Not that one would ever imagine that this is the son of a pugilistic heavyweight. Jesus is tall, lithe and decidedly effeminate. He makes his living as a hairstylist for his neighborhood’s elderly women while also designing the wigs for Havana Drag Queen and club owner Mama (Luis Alberto García), turning the random trick as a gay escort when things unfortunately get a little too financially uncomfortable. When an opening for a new performer comes available in Mama’s club Jesus eagerly applies, certain the extra income will allow him to stop prostituting himself in the local park. Just when things look brightest who walks back into the youngster’s life but none other than Angel, the drunken former boxer fresh out of prison and looking to reconnect with a son he holds little, if anything, in common with other than blood.
Viva is sensational. On one hand a deft, authentically intimate coming of age story of a young man trying to figure out who he is and what he wants to be while at the same time trying to understand a father he never wanted to know; on the other a gloriously subtle observational travelogue looking at Cuba in ways most have never seen before; this is an astounding marvel of a melodrama that captured my attention completely.
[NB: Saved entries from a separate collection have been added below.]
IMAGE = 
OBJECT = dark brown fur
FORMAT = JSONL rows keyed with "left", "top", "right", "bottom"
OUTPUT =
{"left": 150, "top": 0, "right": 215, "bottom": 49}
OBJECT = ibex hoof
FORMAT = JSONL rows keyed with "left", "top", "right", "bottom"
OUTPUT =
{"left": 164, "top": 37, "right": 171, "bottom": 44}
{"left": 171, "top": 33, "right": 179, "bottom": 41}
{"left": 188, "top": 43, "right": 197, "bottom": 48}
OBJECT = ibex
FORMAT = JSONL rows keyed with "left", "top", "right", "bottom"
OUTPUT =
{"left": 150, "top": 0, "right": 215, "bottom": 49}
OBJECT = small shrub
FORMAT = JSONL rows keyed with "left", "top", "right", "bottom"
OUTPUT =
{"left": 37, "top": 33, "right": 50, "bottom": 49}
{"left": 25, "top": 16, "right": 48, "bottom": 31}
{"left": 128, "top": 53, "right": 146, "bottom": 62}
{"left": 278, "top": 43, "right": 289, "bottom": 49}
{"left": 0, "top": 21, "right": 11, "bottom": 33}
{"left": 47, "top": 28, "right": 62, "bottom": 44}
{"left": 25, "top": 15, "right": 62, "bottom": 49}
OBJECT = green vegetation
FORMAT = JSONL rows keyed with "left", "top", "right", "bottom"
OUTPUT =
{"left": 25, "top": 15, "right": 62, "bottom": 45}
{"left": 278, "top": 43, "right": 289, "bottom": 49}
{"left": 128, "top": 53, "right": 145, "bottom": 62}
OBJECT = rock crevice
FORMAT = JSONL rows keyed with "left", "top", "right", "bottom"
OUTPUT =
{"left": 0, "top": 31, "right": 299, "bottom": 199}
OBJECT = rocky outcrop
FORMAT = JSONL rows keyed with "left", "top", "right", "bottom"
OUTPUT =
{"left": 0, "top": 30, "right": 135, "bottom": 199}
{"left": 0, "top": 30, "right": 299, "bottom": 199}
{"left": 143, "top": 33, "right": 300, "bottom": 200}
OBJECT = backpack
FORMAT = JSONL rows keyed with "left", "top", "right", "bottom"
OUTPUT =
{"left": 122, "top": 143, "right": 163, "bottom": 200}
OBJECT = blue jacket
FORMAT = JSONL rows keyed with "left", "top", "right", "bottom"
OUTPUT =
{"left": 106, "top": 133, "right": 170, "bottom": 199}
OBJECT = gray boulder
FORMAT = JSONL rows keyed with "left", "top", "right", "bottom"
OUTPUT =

This is somewhat surprising considering all of this is born from the minds of director Paddy Breathnach (Shrooms, Blow Dry) and actor-turned-screenwriter Mark O’Halloran, two Irishmen with not a lot in the way of Cuban blood between them.
Yet the pair have done something extraordinary here, allowing the simple, straightforward nature of the story to blossom with little in the way of excess pushing on either of their respective parts. As familiar as some of the interior dramatic elements might be, as close to cliché as they sometimes might come, Breathnach and O’Halloran allow Jesus’ journey towards self-actualization to resonate on a universal level while still keeping the character grounded in Cuban culture. It’s an astonishing tightrope act, the film feeling as fresh and as inspiring as a brisk breeze wafting across an empty grassy plain on a sunny Spring day.
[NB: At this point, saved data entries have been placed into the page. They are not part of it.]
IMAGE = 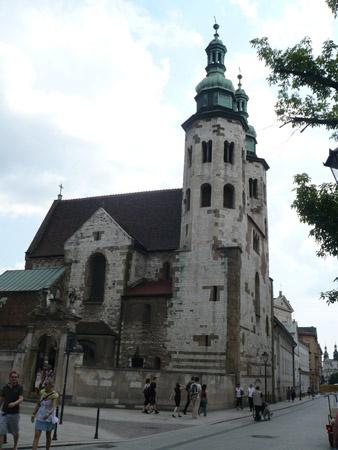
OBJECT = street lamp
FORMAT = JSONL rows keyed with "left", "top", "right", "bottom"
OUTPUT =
{"left": 60, "top": 332, "right": 77, "bottom": 424}
{"left": 324, "top": 148, "right": 338, "bottom": 183}
{"left": 262, "top": 351, "right": 269, "bottom": 399}
{"left": 298, "top": 368, "right": 302, "bottom": 401}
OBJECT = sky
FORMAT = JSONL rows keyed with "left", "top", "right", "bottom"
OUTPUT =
{"left": 0, "top": 0, "right": 337, "bottom": 357}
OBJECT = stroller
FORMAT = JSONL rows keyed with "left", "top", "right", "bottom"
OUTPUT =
{"left": 261, "top": 401, "right": 273, "bottom": 421}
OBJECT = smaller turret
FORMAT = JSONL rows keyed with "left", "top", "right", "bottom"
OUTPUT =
{"left": 323, "top": 346, "right": 329, "bottom": 360}
{"left": 334, "top": 344, "right": 338, "bottom": 361}
{"left": 235, "top": 73, "right": 249, "bottom": 118}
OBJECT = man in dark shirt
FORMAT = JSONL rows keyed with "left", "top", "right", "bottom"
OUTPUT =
{"left": 0, "top": 371, "right": 24, "bottom": 450}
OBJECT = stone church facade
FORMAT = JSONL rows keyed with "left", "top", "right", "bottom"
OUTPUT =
{"left": 0, "top": 24, "right": 272, "bottom": 408}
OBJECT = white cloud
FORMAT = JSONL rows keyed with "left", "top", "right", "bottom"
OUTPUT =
{"left": 229, "top": 0, "right": 259, "bottom": 20}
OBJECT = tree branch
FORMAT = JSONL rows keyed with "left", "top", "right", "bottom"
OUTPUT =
{"left": 277, "top": 67, "right": 338, "bottom": 90}
{"left": 286, "top": 116, "right": 338, "bottom": 127}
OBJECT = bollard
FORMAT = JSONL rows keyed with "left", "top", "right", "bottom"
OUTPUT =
{"left": 94, "top": 407, "right": 100, "bottom": 439}
{"left": 52, "top": 406, "right": 59, "bottom": 441}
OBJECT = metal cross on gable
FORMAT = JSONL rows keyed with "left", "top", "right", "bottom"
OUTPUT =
{"left": 59, "top": 184, "right": 63, "bottom": 196}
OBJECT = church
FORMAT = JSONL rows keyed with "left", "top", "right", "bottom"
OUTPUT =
{"left": 0, "top": 24, "right": 272, "bottom": 408}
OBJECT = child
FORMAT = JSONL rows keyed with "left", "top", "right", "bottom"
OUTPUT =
{"left": 170, "top": 382, "right": 184, "bottom": 417}
{"left": 199, "top": 384, "right": 208, "bottom": 416}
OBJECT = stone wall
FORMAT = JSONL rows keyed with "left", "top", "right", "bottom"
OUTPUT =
{"left": 72, "top": 366, "right": 235, "bottom": 410}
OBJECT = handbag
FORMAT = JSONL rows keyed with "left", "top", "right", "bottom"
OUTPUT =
{"left": 51, "top": 415, "right": 59, "bottom": 425}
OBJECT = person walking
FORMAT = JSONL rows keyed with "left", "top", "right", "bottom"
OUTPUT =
{"left": 199, "top": 384, "right": 208, "bottom": 417}
{"left": 0, "top": 370, "right": 24, "bottom": 450}
{"left": 190, "top": 377, "right": 201, "bottom": 419}
{"left": 286, "top": 386, "right": 291, "bottom": 402}
{"left": 148, "top": 377, "right": 159, "bottom": 414}
{"left": 291, "top": 386, "right": 296, "bottom": 402}
{"left": 170, "top": 382, "right": 185, "bottom": 417}
{"left": 235, "top": 383, "right": 244, "bottom": 410}
{"left": 142, "top": 378, "right": 151, "bottom": 413}
{"left": 252, "top": 385, "right": 263, "bottom": 421}
{"left": 247, "top": 384, "right": 255, "bottom": 412}
{"left": 183, "top": 376, "right": 194, "bottom": 415}
{"left": 31, "top": 379, "right": 59, "bottom": 450}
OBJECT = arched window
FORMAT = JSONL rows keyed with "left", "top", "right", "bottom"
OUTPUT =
{"left": 201, "top": 183, "right": 212, "bottom": 207}
{"left": 253, "top": 230, "right": 260, "bottom": 254}
{"left": 224, "top": 141, "right": 234, "bottom": 164}
{"left": 253, "top": 179, "right": 258, "bottom": 198}
{"left": 185, "top": 188, "right": 191, "bottom": 211}
{"left": 249, "top": 178, "right": 253, "bottom": 197}
{"left": 254, "top": 272, "right": 260, "bottom": 317}
{"left": 202, "top": 140, "right": 212, "bottom": 163}
{"left": 187, "top": 146, "right": 192, "bottom": 167}
{"left": 223, "top": 184, "right": 235, "bottom": 209}
{"left": 87, "top": 253, "right": 106, "bottom": 302}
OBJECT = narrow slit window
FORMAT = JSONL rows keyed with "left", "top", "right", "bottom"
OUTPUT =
{"left": 201, "top": 183, "right": 211, "bottom": 207}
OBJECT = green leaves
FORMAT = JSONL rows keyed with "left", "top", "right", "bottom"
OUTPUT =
{"left": 292, "top": 174, "right": 338, "bottom": 304}
{"left": 250, "top": 36, "right": 338, "bottom": 138}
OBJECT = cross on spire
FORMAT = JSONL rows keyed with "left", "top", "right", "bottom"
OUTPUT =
{"left": 58, "top": 183, "right": 63, "bottom": 200}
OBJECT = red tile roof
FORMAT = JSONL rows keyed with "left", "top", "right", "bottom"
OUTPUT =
{"left": 27, "top": 189, "right": 182, "bottom": 257}
{"left": 125, "top": 279, "right": 172, "bottom": 297}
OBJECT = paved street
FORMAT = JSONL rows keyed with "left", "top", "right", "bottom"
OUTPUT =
{"left": 3, "top": 395, "right": 332, "bottom": 450}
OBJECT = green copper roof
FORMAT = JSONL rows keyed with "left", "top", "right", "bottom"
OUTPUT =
{"left": 196, "top": 72, "right": 235, "bottom": 94}
{"left": 247, "top": 124, "right": 257, "bottom": 138}
{"left": 0, "top": 267, "right": 65, "bottom": 292}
Medina is a revelation. The relative newcomer (familiar to Cuban audiences but more or less a total unknown everywhere else in the world) delivers a staggering performance as Jesus, one that is bold, complex and raw. The pools of emotion wafting over his face at any given time are astonishing, the realization that the strange man who just belted him in the jaw for performing for him in a drag club heartbreakingly pure. Medina builds this character bit by bit, step by step, allowing his emotional changes to happen with captivating elasticity. It’s an unforgettable performance, everything building to a point of redemptive grace between father and son that mirrors their initial meeting and speaks to the story’s numerous familial themes with glorious simplicity.
I love how Breathnach, in a film with decidedly male protagonists, delicately allows the feminine to permeate through the proceedings. Not just because the younger of the duo is exploring his gender and sexual identity, but also because of the influence on both of their lives that is no longer there. Jesus’ mother might be dead but her presence lingers on, affecting both of these men in ways they are almost barely cognizant of. It is through her albums, a collection featuring a number of Cuban ballads performed by singers like Maggie Carles and Rosita Fornes, that we hear her voice, the way it brings these two to a place of understanding and acceptance downright lovely.
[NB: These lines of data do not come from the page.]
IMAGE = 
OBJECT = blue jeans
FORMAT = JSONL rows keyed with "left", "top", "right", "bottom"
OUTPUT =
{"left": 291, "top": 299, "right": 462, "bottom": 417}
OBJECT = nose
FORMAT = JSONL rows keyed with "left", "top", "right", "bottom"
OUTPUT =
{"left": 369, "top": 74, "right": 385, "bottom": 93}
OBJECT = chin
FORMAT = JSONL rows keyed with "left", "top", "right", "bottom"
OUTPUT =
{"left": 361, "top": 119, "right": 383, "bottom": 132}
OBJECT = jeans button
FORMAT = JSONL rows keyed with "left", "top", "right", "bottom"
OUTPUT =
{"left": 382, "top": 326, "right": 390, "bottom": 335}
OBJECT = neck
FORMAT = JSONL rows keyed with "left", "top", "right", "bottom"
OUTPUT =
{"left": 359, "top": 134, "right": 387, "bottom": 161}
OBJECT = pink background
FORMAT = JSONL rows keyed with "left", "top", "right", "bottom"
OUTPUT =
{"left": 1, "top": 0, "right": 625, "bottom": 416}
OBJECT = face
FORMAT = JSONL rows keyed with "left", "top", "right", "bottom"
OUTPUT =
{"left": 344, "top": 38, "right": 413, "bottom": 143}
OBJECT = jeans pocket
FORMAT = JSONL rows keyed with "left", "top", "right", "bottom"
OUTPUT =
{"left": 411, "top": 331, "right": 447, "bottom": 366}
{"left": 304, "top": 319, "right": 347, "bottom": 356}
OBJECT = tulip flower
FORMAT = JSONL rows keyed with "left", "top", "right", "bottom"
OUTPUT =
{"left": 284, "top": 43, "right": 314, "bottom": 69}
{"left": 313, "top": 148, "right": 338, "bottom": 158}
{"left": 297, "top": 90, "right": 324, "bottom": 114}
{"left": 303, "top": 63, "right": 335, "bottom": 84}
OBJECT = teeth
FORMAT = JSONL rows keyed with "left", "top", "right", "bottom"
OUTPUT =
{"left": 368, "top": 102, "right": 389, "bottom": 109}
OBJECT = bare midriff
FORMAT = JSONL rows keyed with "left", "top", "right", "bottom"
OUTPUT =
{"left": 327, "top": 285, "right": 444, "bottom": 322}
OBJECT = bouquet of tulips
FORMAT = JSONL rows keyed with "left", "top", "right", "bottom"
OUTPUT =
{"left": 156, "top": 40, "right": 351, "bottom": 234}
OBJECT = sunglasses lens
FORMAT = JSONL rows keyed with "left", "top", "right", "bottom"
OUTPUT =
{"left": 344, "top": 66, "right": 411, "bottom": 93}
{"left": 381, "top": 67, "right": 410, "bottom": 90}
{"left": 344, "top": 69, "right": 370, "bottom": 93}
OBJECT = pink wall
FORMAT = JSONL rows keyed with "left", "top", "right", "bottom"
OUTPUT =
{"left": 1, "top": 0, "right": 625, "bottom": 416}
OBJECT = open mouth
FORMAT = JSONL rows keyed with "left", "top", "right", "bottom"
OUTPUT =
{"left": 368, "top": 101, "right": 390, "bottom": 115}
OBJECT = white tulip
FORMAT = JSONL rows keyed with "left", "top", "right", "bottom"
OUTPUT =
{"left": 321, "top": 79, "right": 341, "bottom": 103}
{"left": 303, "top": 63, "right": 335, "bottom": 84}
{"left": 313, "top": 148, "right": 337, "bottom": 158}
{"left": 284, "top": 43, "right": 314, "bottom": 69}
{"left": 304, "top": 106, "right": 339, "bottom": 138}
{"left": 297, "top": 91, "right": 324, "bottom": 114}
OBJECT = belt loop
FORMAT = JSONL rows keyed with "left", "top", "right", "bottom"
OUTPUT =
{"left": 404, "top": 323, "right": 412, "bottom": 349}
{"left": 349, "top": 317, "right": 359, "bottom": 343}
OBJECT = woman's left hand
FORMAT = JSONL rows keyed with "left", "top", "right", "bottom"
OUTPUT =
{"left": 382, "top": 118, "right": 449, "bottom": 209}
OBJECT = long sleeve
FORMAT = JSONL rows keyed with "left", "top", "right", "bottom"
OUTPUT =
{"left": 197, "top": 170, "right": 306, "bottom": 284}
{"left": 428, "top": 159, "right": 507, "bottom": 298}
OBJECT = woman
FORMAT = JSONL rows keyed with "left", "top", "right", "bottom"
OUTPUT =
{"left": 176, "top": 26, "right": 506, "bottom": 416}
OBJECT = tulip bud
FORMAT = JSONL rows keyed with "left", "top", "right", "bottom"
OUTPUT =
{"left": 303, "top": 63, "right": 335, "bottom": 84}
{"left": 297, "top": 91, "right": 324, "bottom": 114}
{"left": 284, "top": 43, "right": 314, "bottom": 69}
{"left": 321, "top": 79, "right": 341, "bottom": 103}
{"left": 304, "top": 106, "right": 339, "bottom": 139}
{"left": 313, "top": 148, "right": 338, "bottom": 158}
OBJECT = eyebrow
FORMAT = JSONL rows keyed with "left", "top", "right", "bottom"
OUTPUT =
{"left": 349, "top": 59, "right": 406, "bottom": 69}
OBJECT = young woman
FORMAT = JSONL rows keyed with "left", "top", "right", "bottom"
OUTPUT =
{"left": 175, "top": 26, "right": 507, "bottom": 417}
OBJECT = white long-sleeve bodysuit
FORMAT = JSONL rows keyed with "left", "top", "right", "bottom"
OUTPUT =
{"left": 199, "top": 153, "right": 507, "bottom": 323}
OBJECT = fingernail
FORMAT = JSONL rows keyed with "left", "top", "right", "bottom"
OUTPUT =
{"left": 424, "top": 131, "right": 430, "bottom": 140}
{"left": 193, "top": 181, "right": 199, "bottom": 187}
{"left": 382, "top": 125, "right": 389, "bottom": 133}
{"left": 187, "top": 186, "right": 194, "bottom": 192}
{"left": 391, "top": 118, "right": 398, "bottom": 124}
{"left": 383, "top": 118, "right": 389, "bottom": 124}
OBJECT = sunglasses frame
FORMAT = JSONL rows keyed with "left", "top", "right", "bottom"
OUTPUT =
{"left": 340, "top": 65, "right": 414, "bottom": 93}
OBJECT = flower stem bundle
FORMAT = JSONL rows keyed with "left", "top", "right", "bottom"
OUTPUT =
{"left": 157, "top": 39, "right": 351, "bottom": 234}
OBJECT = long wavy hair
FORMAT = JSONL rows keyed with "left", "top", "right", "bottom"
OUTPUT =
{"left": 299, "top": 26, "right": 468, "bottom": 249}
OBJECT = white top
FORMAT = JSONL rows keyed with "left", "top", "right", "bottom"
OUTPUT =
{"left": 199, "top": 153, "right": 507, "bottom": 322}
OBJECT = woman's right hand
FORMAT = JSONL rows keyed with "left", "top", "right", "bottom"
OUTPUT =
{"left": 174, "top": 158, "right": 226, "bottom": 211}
There aren’t a ton of surprises. It’s not like I didn’t know where things for Jesus and Angel were going to end up. Be that as it may, getting there was such a tremendous joy, such a monumental pleasure, it didn’t matter that the interior melodramatic tricks inherent to O’Halloran’s script weren’t exactly new and felt more than a little indebted to the films of Douglas Sirk. I loved this movie. I was blown away by Medina’s performance, shell-shocked by the level of intimacy that Breathnach is able to create as things work their way towards their redemptive conclusion. A story of self, gender, identity and family, Viva is an absolute gem worthy of raucous celebration.